For this reason, our nominees require that all significant corporate decisions are documented and authorised in writing by the beneficial owner, and that the company maintains adequate D&O insurance where appropriate.

Setup Process

1

KYC and Onboarding

We conduct KYC on the beneficial owner and the company. Standard AML documentation required: passport, proof of address, source of funds confirmation where required.

2

Documentation Package

Director service agreement, indemnity letter, power of attorney, and undated resignation are prepared and signed by both parties before the nominee is registered.

3

Board / Management Registration

The nominee is appointed at a shareholders' (or quota holders') meeting and registered in the Commercial Register as part of the post-acquisition structural changes filing.

4

Ongoing Annual Renewal

Service renewed annually. Nominee confirms continued Swiss domicile. Any change in circumstances (relocation, personal constraints) triggers immediate notification and replacement.

Domiciliary Services vs FINMA-Regulated Nominee Structures

Swiss law distinguishes between domiciliary services (providing a registered address and administrative contact) and nominee director services (assuming a formal management role in the Commercial Register). Under the FINMA Circular on domiciliary companies, entities providing only an address without genuine operational substance are subject to enhanced regulatory scrutiny in specific contexts.

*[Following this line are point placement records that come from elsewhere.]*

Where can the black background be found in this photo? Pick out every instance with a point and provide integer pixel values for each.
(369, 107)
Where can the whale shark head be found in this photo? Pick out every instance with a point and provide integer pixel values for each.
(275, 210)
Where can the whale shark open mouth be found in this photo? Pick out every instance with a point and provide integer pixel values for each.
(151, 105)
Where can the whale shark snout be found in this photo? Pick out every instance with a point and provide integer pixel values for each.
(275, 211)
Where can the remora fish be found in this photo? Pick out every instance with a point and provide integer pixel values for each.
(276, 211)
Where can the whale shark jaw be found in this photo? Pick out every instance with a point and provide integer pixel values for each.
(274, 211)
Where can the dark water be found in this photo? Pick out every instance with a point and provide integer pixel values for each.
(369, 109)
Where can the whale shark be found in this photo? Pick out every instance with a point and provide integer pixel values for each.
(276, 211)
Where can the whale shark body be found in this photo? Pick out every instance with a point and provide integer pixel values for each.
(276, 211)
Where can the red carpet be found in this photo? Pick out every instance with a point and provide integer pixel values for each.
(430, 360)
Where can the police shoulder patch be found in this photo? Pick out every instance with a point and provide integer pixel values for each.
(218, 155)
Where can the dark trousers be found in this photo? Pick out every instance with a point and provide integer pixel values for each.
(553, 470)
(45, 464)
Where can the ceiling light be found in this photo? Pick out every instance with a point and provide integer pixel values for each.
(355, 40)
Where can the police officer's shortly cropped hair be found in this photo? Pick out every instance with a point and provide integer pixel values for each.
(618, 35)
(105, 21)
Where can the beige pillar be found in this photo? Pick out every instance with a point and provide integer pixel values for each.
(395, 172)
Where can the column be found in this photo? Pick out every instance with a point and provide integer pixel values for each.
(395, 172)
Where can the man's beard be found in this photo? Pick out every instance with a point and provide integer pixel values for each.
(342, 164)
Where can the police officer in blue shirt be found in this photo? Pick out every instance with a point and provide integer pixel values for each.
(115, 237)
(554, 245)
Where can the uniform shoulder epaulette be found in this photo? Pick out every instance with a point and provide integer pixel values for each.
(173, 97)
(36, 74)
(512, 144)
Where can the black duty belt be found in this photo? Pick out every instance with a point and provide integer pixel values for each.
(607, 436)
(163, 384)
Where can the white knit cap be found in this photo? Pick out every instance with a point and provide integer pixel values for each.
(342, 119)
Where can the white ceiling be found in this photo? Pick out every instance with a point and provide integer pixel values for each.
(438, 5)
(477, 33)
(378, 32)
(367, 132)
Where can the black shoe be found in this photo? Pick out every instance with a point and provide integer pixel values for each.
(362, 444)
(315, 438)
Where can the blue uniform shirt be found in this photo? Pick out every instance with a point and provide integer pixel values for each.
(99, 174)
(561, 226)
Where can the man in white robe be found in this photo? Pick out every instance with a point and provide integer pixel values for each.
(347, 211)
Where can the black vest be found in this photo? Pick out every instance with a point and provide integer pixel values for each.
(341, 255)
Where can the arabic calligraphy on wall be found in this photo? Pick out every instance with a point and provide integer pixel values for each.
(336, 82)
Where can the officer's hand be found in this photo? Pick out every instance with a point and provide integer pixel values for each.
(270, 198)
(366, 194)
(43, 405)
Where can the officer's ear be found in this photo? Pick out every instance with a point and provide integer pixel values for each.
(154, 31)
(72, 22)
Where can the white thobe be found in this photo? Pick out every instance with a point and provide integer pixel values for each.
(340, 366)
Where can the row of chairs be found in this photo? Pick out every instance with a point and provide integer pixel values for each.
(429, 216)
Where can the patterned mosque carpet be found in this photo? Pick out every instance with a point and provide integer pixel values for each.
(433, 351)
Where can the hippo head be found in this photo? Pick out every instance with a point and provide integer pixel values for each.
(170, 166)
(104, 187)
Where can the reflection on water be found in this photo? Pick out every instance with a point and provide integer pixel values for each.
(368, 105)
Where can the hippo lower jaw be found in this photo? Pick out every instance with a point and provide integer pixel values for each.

Our nominee director service covers the Art. 718 OR residency requirement for the purpose of post-acquisition register compliance. It is not a structure designed to establish false economic substance or to circumvent FINMA-regulated activities.

Frequently Asked Questions

What is the Swiss resident director requirement?
Art. 718 OR requires that at least one board member or authorised signatory of a Swiss AG be domiciled in Switzerland with sole or joint signature authority. For a GmbH, Art. 804 para. 2 OR requires at least one managing director with sole signatory authority domiciled in Switzerland.
What is a nominee director in Switzerland?
A Swiss nominee director is a Swiss-resident professional who appears in the Commercial Register to satisfy the Art. 718 or Art. 804 residency requirement, while the beneficial owner retains operational control through a director service agreement, indemnity letter, and powers of attorney.
Is a nominee director liable for the company's actions?
Yes, a nominee director bears the same statutory liability as any Swiss AG director under Art. 754 OR. The indemnity agreement between nominee and beneficial owner allocates this risk internally but does not eliminate the nominee's exposure to third-party claims. Both parties must understand this allocation before proceeding.
Can a nominee director be used to conceal the real owner?
No. Art. 697j OR requires beneficial owners of 25% or more of shares or quotas to declare their interest to the company's internal UBO register within 30 days of acquisition. Swiss authorities have database access to this information since January 2025. Nominee arrangements satisfy the Commercial Register residency requirement but do not constitute anonymity for beneficial ownership purposes.